Nun ja, das Gute an einem Abo-Modell für das öffentlich-rechtliche Fernsehen ist: wenn man mit dem Angebot nicht (mehr) zufrieden ist, kündigt man dieses einfach. Das nennt man dann eine Abstimmung mit dem Geldbeutel und vielleicht gibt es dann irgendwann einmal auch mal einen "Klick" in den Gehirnwindungen der Verantwortlichen, wenn plötzlich keine zwangseingetriebenen Milliarden mehr in die Taschen rieseln, weil die Leute die unsägliche Propaganda einfach nur noch leid sind.

 

6 KOMMENTARE

  1. Das Verfassungsgericht, früher einmal die letzte Hoffnung, Hort und Garant für das betrogene und entrechtete Volk, ist heute nur noch zur politischen Konkubine und zum willfähigen Vollstrecker der jeweiligen Machthaber mutiert. Furchtbar, aber auch passend zur Merkels permanenten Rechtsbruch, der nach wie vor juristisch weder geklärt, abgemahnt noch beendet wird. Klagen "der Kleinen" gegen "die Großen" werden zumeist gar nicht erst angenommen, oder einfach mit fadenscheinigen Begründungen abgebügelt. Der eigentliche Sinn und Zweck des Verfassungsgerichts wurde schleichend ad absurdum, geführt in dem die Auswahl der Richter nach politischen Motiven und Ausrichtungen erfolgt (siehe Susanne Baer).  Oderm wie in der GEZ Schande, der Bruder segnet mal eben die Sichtweise seines Bruders ab. Befangenheitsantrag? Abgebügelt! Es ist ein bedauerliches Faktum, dass auf deutschem Boden jetzt schon zum dritten Mal in der jüngeren Geschichte, himmelschreiendes Unrecht einfach für Recht erklärt wird. Es ist alles nur noch abstoßend. Ein Vorteil hat das ganze: Ich denke keinesfalls mehr daran zurück nach Merkeldeutschland zu gehen. Höchstens mal nur kurz zu Besuch, um alte Freunde zu treffen.

  2. Genau das ist die gerechte Lösung für Alle. Man braucht nur verschlüsseln. Wer die Verdummungs-Grütze unbedingt sehen will, soll sich eine Smartcard (und den entsprechenden Empfänger) zulegen und das Kanal-Abo bezahlen. Dabei könnte man noch Extraeinnahmen durch den Receiver-Verkauf erzielen.
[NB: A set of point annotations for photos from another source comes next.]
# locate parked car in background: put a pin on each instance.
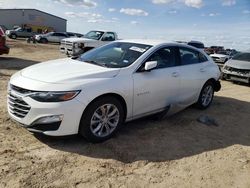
(220, 57)
(238, 68)
(231, 52)
(71, 34)
(55, 37)
(20, 33)
(93, 39)
(4, 49)
(197, 44)
(121, 81)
    Das Verfassungsgericht urteilt nicht gerecht, es ist von der Politik abhängig und wird unter Druck gesetzt. Alle Richter sind durch ihre politische Abhängigkeit immer befangen. Deshalb ist der Spruch "Im Namen des Volkes" geradezu paradox und der Witz schlechthin. Es müßte heißen "Im Namen der führenden Parteipolitiker", und nicht "des Volkes".

  3. Es sei daran erinnert, daß die „BRD“-Verfassungsgerichts-Bosse regelmäßig auf Propagandaveranstaltungen des „BRD“-Regimes als Teilnehmer derselben begrüßt werden (z.B. am 3. Oktober oder am 27. Januar!). Und in Karlsruhe, welches so dicht an der Grenze zu den Freimaurerrepubliken Frankreich und Schweiz gelegen ist, sind auch noch ganz andere Einflüsse denkbar!

  4. Das Urteil spricht allen Rechtssyytemen Hohn. leipzig hat es mit dem Urteil zur Staatsbürgerschft vorgemacht, Das BuVerfGE macht es nun beim Beitragsservice nach. Ekelerrewgend. Demonstartiin des UN-Staates und der aufgelassenen Demokratie. Ausführliche Kommentierung auf dem Blog what-and-why.info

  5. Glücklicherweise gibt es die öffentlich-rechtlichen Progamme, die eine gewisse Vielfalt mit all ihren Sendern bewahren. Sicher, mir gefällt bei weitem nicht jede Sendung, aber es ist dann doch irgendwie immer was dabei.
    Bei den Beiträgen ist es letztlich egal ob das Geld aus Rundfunkgebühren kommt oder aus Steuergeldern.